James Scully says he "flipped" the first time he saw pictures of model Liya Kebede three years ago, but the fashion-industry casting agent had trouble finding others whose enthusiasm matched his. Liya had already spent a couple of years in Chicago slogging away at catalog work, the style world's equivalent of toiling off-off-Broadway. When Liya moved to New York City in 2000, Scully took her portfolio around to designers and advertisers, who unfailingly turned him away. "The line I'd always get was, 'Wait until she's more experienced,'" he says. It wasn't until Tom Ford cast Liya in his show for Gucci that others began clamoring to work with her.
Scully has little doubt that initial objections to Liya, 25, who is originally from Ethiopia, had less to do with her experience than her race. It's a problem he often confronts when trying to get work for Asian, Hispanic or black models. "I once tried to make a magazine editor use a black girl on a shoot, and she didn't speak to me for two weeks," he says. Resistance can be cloaked in euphemisms. "I've had a photographer's agent tell me, 'He doesn't know how to shoot black girls,'" he says.

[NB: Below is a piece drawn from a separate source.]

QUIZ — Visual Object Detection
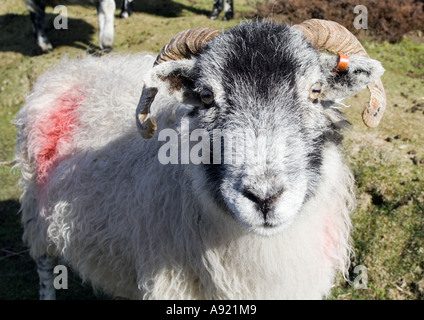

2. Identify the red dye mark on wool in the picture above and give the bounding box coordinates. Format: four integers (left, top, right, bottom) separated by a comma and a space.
321, 201, 338, 260
36, 89, 84, 185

Sometimes things are more direct: Michael Ross, an agent with the modeling firm Marilyn, says that when he's asked to send models for a casting call, frequently "the client will specify 'No Asians' or 'Caucasians only.'"
Says Ivan Bart, vice president of IMG, the New York City management agency with which Liya eventually signed: "We hear things every day that people in any other industry would realize aren't appropriate to say, but in the fashion industry, it's chalked up to a creative vision." He says it is not uncommon when he tries to book a black model for a runway show to be rebuffed with "We already have our black girl."
While average Americans are likely to view such machinations as far removed from their own lives, the world of high fashion is hardly divorced from the mainstream. A rarefied few may see designer runway shows in Paris and Milan, but the models who make an impression there secure editorial work at widely circulated magazines like Vogue and Marie Claire and eventually end up in images that pervade daily life, whether it's in a nationwide advertising campaign or as the host of a show on MTV.
Such is the case with Liya. After the Gucci show, she started walking the runways for Donna Karan, Chanel and Dolce & Gabbana, among others; she frequently appears in American Vogue and had an entire issue dedicated to her by the magazine's French edition, becoming just the third black model to appear on its cover. In April she signed a multimillion-dollar contract with cosmetics giant Estee Lauder, the first time in its 57-year history that the company, already represented by Elizabeth Hurley and Carolyn Murphy, signed such a deal with a black model.